Sunday, May 1, 2011

Phantom Fishermen of The Andrew Johnson

In 1886 the fishing schooner Charles Haskell sailed out of Boston, Massachusetts for Novia Scotia.  The ship reached the treacherous George's Banks when a hurricane hit.

Artist rendition of a schooner caught in heavy seas

A fishing vessel, The Andrew Johnson was navigating through rough seas caused by a hurricane off New England when suddenly a ship appeared out of nowhere and was on top of them.  The Charles Haskell, the other fishing vessel trying to escape the storm, was at the wrong place at the wrong time and literally cut The Johnson in half, sailing right through it.  Ten sailors on board The Johnson quickly went down with the ship.

The following Spring The Charles Haskell put out to sea again.  They sailed neared the area of the mishap with The Johnson at George's Banks, when crew members claimed to see shadow figures that looked like fishermen, emerging from the sea.  They climbed up the fishing nets and boarded The Haskell.  Some of the sailors on board The Haskell were filled with such fear that some them jumped overboard.  The phantom men then began to work the nets as if they were fishermen. The ghostly sailors continued their work through the night until dawn.  They then climbed back overboard into the sea.

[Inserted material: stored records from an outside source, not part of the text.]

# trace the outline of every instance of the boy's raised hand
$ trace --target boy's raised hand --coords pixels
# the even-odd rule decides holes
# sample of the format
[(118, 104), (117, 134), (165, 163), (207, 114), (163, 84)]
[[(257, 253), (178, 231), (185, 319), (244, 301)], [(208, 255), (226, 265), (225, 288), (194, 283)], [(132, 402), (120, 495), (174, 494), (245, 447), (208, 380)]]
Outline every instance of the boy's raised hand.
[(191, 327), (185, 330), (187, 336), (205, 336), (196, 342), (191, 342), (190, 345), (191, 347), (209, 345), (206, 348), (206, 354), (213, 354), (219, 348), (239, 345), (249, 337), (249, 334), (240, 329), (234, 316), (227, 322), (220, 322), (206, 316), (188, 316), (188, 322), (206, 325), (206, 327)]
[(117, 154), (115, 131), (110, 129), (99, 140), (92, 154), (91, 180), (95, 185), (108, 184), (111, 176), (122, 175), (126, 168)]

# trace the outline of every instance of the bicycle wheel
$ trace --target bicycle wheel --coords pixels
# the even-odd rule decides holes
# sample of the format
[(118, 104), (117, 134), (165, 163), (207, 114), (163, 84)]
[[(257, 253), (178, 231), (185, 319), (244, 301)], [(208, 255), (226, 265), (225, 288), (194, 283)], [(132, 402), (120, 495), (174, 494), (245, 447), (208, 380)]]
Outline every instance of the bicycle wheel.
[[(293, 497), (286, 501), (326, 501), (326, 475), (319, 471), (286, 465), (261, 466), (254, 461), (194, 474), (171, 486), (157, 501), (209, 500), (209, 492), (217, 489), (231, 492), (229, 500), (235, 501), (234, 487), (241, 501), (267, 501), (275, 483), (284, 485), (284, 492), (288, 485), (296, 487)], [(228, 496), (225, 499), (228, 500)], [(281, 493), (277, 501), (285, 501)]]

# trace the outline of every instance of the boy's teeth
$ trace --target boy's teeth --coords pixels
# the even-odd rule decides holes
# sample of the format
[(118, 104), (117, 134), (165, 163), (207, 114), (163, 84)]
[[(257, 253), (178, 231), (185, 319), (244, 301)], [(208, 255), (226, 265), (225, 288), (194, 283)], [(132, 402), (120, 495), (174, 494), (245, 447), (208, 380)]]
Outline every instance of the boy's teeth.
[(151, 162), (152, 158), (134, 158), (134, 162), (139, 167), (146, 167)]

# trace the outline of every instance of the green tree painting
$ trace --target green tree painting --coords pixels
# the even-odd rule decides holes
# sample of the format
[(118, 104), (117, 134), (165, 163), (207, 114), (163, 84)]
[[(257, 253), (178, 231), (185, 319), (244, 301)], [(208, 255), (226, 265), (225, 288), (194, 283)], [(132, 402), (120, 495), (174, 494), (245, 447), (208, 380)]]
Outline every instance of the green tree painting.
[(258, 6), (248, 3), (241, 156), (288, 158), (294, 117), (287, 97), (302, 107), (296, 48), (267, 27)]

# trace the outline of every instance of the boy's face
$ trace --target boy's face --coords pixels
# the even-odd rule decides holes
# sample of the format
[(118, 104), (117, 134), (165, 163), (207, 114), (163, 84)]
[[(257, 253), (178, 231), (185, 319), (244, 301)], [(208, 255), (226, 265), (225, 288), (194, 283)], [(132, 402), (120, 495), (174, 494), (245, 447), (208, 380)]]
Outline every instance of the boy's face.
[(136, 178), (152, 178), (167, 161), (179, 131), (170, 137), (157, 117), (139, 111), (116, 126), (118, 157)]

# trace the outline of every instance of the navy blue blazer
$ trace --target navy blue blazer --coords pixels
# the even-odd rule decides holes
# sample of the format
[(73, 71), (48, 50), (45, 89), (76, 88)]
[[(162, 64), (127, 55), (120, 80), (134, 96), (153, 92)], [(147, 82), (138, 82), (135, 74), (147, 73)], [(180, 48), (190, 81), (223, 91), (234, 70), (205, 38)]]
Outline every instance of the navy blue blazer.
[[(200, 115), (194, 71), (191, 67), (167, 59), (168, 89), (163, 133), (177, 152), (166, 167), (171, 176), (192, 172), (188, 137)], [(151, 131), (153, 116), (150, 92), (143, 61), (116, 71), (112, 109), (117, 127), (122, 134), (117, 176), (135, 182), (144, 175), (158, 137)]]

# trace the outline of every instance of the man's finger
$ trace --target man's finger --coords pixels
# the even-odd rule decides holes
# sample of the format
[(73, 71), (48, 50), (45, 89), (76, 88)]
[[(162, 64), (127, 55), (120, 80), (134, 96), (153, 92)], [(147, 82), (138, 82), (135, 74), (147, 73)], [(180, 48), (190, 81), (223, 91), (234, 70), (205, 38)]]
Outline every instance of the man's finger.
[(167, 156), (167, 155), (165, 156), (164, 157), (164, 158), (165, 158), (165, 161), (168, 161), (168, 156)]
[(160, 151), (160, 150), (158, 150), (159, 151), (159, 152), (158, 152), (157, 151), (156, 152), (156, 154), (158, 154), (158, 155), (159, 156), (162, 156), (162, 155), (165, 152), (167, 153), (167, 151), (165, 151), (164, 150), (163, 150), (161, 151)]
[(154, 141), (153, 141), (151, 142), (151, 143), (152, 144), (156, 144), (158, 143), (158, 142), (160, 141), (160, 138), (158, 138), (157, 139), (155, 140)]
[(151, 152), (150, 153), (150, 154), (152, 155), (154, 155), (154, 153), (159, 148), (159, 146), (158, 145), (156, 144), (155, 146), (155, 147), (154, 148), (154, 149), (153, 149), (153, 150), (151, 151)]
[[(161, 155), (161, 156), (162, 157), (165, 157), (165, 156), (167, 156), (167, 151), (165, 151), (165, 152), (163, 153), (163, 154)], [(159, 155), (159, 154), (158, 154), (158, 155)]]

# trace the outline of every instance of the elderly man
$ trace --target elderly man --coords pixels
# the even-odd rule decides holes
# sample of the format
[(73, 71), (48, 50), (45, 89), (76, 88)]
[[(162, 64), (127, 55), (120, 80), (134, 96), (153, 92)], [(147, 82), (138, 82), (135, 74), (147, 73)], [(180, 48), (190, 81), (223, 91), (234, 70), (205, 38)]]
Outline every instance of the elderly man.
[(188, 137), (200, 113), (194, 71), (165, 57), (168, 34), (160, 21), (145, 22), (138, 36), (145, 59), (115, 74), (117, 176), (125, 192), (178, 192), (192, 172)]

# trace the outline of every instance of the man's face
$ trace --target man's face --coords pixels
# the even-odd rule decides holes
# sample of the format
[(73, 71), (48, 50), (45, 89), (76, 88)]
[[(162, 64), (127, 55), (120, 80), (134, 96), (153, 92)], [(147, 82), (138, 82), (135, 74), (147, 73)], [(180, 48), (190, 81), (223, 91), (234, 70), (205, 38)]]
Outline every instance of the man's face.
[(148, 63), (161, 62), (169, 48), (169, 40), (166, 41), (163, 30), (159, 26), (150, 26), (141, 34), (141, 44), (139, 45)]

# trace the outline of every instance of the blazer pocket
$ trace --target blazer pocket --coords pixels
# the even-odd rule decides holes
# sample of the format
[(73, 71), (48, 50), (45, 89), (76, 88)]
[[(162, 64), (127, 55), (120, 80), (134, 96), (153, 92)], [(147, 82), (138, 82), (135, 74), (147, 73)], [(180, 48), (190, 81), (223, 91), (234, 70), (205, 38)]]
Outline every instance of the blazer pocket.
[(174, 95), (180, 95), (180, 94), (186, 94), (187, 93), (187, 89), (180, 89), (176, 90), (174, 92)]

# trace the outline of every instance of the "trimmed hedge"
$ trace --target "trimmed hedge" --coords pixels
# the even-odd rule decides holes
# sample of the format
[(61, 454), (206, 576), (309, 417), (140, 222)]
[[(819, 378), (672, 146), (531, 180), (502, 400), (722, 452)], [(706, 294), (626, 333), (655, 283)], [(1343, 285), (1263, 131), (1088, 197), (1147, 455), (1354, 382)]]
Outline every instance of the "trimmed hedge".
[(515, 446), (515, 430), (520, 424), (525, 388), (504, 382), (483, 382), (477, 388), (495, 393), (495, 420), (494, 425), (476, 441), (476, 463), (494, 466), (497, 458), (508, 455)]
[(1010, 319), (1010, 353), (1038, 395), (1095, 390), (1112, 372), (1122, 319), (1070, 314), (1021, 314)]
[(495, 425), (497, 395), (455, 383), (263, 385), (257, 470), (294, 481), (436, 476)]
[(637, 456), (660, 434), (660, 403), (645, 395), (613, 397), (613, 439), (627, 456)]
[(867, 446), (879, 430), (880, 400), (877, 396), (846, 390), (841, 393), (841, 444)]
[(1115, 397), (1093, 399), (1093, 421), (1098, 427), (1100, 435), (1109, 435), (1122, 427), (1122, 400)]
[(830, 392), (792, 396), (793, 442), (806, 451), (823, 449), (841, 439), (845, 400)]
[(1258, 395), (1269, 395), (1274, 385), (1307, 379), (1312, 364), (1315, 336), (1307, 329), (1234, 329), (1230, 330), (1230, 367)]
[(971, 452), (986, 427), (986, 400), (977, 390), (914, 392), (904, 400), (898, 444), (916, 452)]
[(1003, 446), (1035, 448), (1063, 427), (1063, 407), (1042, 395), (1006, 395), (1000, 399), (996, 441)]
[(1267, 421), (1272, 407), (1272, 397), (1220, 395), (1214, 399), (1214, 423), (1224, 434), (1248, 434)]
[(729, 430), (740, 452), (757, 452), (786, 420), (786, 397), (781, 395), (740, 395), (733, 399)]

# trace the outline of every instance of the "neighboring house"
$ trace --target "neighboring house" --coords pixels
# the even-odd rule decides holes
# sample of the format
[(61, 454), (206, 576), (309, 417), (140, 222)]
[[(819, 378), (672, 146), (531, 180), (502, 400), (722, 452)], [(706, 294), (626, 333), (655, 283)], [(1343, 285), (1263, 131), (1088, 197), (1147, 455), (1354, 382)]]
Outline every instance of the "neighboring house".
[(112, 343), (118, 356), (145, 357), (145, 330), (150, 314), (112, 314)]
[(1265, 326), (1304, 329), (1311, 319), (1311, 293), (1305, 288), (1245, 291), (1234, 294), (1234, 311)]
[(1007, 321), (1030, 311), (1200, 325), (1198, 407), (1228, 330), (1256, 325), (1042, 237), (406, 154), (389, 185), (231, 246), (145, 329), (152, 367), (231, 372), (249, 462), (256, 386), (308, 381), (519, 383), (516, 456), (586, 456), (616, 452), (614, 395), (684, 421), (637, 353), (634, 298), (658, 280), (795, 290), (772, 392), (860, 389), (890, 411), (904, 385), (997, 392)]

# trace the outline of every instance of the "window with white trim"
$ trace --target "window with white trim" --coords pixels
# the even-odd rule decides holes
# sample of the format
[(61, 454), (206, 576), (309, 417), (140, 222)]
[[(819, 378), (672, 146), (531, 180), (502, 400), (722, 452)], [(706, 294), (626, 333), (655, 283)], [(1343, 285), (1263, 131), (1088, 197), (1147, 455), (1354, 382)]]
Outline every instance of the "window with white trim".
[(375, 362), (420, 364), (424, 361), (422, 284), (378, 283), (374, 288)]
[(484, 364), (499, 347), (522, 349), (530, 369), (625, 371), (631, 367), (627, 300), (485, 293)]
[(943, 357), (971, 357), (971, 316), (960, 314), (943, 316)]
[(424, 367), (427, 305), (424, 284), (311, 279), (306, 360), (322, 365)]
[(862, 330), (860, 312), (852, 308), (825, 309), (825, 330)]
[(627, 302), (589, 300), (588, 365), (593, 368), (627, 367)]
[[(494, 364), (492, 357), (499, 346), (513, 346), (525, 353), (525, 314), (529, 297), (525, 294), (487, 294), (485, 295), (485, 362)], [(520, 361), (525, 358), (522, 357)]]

Artist rendition of a phantom sailor

The Charles Haskell reached port safely, but the no one ever sailed on the Charles Haskell again until it was sold. The haunting was so talked about a song titled The Ghostly Sailors was written about it. The sailors of the Charles Haskell believe that these were the ghosts of the crew from The Johnson carrying out their eternal duty on board the ship that sent them to the bottom of the sea.